TÜRKİYEDE İLK MÜZE NEREDE AÇILDI

MÜZE

"MÜZE" kelimesi,ilkçağlarda;yazar ve ozanların ondan söz ederken, duygusallık ve içtenlik yüklü cümleler kullandıkları bir tanrısal varlıktan gelmektedir.Bu varlık;Yunanca "MOUSA", Latince "MUSA" olarak adlandırılan ve batı dillerinin hemen hepsine giren,güzel sanatların da kaynağı olarak gösterilen esin perisidir.İlkçağ inançlarına göre, insan ve tanrı arası birer varlık olan "MUSA"lar,bilimden sanata her alanda,insana yaşamın tadını bağışlayan,insanı tanrı,tanrıyı insan yapan,kökeninde akıl,düşünce ve yaratıcılık gücü özelliklerini içeren bir varlık olarak belirginleşir. "MUSA"lar,genelde şu isimlerle çağrılarlar; Kalliope,lirik şiir; Klio, tarih; Polhymnia,mim oyunu; Euterpe,flüt-müzik; Terpsikhere, dans;Erate,korolu şiir;Melpomene,tragedya; Thalia, komedya, Urania, Gökbilimi... İnsanların unutulmaması gereken eylemlerini ve olayların akışını değerlendirmeyi simgeleyen "MUSA" Klio,müzecilik düşüncesinin de izdüşümü sayılmaktadır.

Çağımızda,müzecilik;alan olarak bilimdem sanata,uygarlığın gelişimini simgeleyen çeşitli dallarda etkinlik göstermektedir.Müzeler; kültür,sanat,bilim yapıtlarını ve doğa nesnelerini toplayarak,bunları toplumun gelişmesi ve eğitilmesi amacıyla sergileyen, inceleyen ve koruyan kurumlardır.
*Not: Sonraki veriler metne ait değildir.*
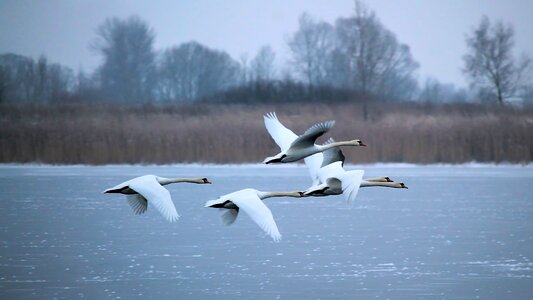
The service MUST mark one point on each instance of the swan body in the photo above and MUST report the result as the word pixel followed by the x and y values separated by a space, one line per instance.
pixel 331 178
pixel 250 201
pixel 149 188
pixel 294 147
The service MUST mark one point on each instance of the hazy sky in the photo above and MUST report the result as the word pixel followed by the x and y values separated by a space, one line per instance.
pixel 435 30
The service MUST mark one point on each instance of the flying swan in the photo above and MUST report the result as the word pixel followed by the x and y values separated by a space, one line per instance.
pixel 149 188
pixel 332 179
pixel 295 147
pixel 250 201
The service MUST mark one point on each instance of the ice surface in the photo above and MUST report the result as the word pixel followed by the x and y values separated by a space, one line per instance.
pixel 457 232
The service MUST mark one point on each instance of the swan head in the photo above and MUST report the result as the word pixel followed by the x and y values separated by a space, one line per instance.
pixel 358 143
pixel 204 181
pixel 274 159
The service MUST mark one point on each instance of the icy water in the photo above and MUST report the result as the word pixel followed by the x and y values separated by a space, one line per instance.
pixel 460 232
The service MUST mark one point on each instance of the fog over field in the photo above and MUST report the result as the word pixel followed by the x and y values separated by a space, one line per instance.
pixel 458 232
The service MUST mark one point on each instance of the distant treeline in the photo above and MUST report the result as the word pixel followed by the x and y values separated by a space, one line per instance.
pixel 215 133
pixel 341 61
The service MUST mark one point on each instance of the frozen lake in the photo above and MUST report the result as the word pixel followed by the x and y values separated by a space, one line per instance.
pixel 460 232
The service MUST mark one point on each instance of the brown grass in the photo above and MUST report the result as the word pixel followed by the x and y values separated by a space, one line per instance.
pixel 235 133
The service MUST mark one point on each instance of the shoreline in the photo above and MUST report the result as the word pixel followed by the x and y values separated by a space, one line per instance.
pixel 279 166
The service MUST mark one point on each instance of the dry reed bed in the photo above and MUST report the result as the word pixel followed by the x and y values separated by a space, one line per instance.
pixel 235 133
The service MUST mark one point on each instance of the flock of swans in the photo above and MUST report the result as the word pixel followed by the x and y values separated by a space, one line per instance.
pixel 324 162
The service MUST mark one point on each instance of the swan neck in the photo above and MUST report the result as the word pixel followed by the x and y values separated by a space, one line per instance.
pixel 165 181
pixel 365 183
pixel 264 195
pixel 337 144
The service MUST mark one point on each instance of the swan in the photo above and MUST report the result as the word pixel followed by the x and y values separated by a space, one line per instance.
pixel 149 188
pixel 322 159
pixel 330 178
pixel 334 180
pixel 250 200
pixel 293 147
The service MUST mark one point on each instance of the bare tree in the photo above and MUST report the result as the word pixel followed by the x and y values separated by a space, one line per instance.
pixel 25 80
pixel 312 46
pixel 370 57
pixel 489 63
pixel 128 69
pixel 262 66
pixel 191 71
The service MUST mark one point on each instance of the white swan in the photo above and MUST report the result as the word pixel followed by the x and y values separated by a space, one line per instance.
pixel 149 188
pixel 250 200
pixel 295 147
pixel 334 180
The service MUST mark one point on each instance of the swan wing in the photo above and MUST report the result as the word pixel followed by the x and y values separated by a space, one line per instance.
pixel 332 155
pixel 118 187
pixel 228 216
pixel 351 181
pixel 281 134
pixel 313 163
pixel 157 195
pixel 259 213
pixel 138 203
pixel 310 135
pixel 332 170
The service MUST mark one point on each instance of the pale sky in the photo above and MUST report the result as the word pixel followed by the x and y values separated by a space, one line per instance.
pixel 63 29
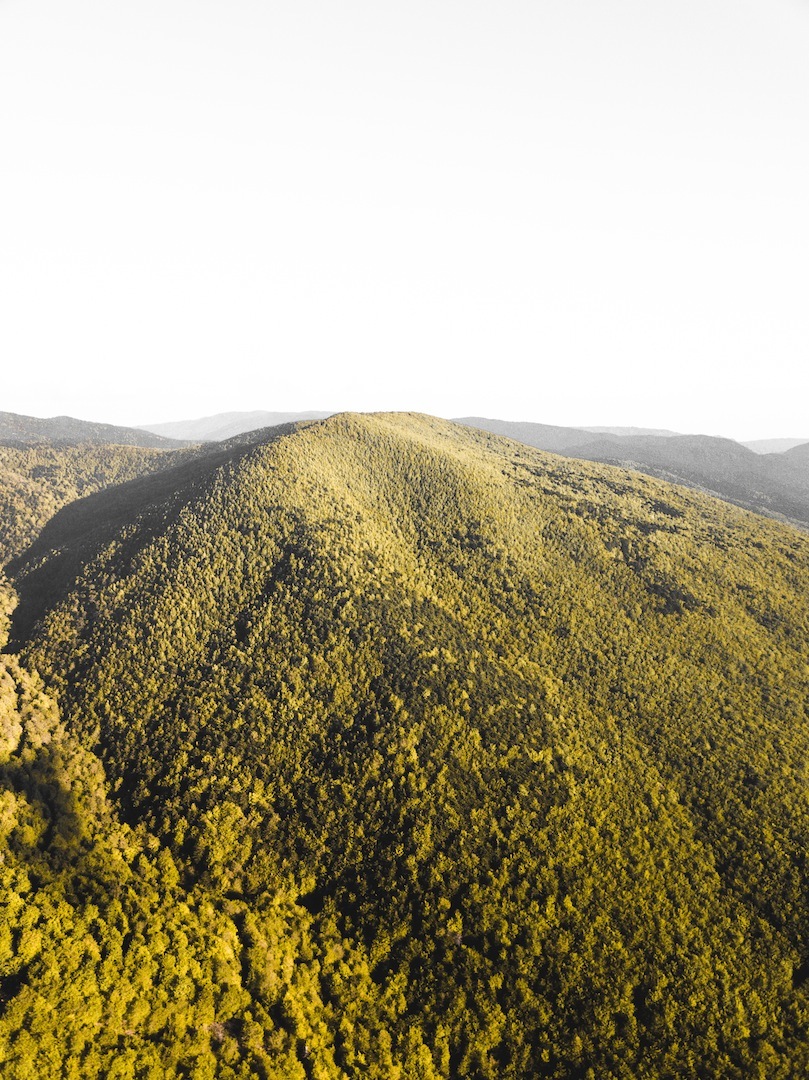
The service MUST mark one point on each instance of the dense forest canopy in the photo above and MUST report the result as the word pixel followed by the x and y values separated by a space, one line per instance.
pixel 391 747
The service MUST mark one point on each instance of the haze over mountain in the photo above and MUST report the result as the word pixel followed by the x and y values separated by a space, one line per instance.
pixel 17 430
pixel 774 445
pixel 772 484
pixel 224 426
pixel 392 747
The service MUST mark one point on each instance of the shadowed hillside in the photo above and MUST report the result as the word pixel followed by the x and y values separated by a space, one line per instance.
pixel 17 430
pixel 773 484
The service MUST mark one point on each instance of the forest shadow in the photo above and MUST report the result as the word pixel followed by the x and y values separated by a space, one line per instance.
pixel 49 568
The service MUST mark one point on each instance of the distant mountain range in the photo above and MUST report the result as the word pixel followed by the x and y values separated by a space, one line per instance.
pixel 774 484
pixel 768 476
pixel 223 426
pixel 18 430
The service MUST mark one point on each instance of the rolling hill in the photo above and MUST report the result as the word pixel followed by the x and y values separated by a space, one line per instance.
pixel 224 426
pixel 476 761
pixel 770 484
pixel 18 430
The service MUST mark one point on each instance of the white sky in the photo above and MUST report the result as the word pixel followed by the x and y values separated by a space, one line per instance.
pixel 572 212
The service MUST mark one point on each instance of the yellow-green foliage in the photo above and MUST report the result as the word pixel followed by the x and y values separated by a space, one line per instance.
pixel 488 764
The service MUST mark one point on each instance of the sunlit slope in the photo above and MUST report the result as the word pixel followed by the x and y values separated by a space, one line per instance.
pixel 528 734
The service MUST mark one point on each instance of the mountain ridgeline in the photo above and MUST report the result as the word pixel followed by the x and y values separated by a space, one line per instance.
pixel 773 483
pixel 410 752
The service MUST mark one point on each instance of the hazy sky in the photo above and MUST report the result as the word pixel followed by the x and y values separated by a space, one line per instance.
pixel 565 211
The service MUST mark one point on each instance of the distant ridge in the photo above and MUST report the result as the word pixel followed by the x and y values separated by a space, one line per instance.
pixel 773 445
pixel 223 426
pixel 776 484
pixel 19 430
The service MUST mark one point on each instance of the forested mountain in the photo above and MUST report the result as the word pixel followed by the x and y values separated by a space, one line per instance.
pixel 38 481
pixel 17 430
pixel 223 426
pixel 389 747
pixel 766 483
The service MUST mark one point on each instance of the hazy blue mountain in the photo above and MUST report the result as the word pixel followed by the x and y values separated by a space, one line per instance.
pixel 773 445
pixel 19 430
pixel 776 484
pixel 216 429
pixel 544 436
pixel 632 431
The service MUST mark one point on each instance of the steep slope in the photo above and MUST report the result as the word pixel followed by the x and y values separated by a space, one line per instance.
pixel 38 481
pixel 225 426
pixel 109 966
pixel 18 430
pixel 526 738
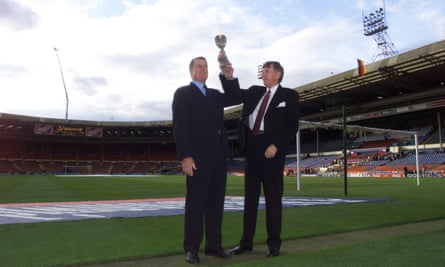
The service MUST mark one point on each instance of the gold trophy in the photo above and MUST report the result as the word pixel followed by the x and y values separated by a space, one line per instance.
pixel 220 41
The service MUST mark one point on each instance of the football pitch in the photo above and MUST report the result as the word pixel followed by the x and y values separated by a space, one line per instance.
pixel 150 239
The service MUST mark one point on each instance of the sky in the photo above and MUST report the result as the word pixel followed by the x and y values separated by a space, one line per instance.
pixel 122 60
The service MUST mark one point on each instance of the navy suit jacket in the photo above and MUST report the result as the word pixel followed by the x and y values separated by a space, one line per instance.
pixel 281 117
pixel 198 124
Müzecilik,kavram olarak 17.yüzyılda ortaya çıkmıştır. İlk müze yapısı İtalya'daki Uffizi Galerisi'dir. İlk bilim müzesi olarak ise,1683 de Oxford Ashmolean Müzesi kurulmuştur.1819 da Madrid Prado Müzesi,daha sonra Berlin,Hermitage ve Belvedere Müzeleri ile Amerika'da Philadelphia ve Charleston Müzeleri açılmıştır.Müzecilik konusuna bilimsel yaklaşım, 20.yüzyılın ilk çeyreğinde,teknolojinin katkısı ile gerçekleşmeye başlamıştır.

Türkiye'de ilk müze,1846-1847 yıllarında Sultan Abdülmecit'in müşiri Fethi Ahmet Paşa tarafından, Aya İrini Kilisesi'nde,eski silahlar ve eski eserler toplanarak kurulmuştur. İlk müze yöneticisi,Galatasaray Lisesi öğretmenlerinden Mr.Gooldt'dur. Daha sonra 1872'de Dr.Dethier görevlendirilmiştir. Dr.Dethier ilk Asar-ı Atika Nizamnamesi'ni yayımlamış ve eserleri Çinili Köşk'e nakletmiştir. Fakat, ülkemizde gerçek anlamda müzecilik, Osman Hamdi Bey ile 1882 yılında başlar.

Osman Hamdi Bey, Asar-ı Atika Nizamnamesi'ni yeniden düzenlemiş ve eserlerin yurt dışına yasak getirmekle, müzeciliğimiz açısından önemli bir adım atmıştır.1910 yılında, Osman Hamdi Bey'in ölümü ile yerine kardeşi Halil Edhem Bey geçti ve Cumhuriyet'imizin ilanından sonra da bu göreve devam etti.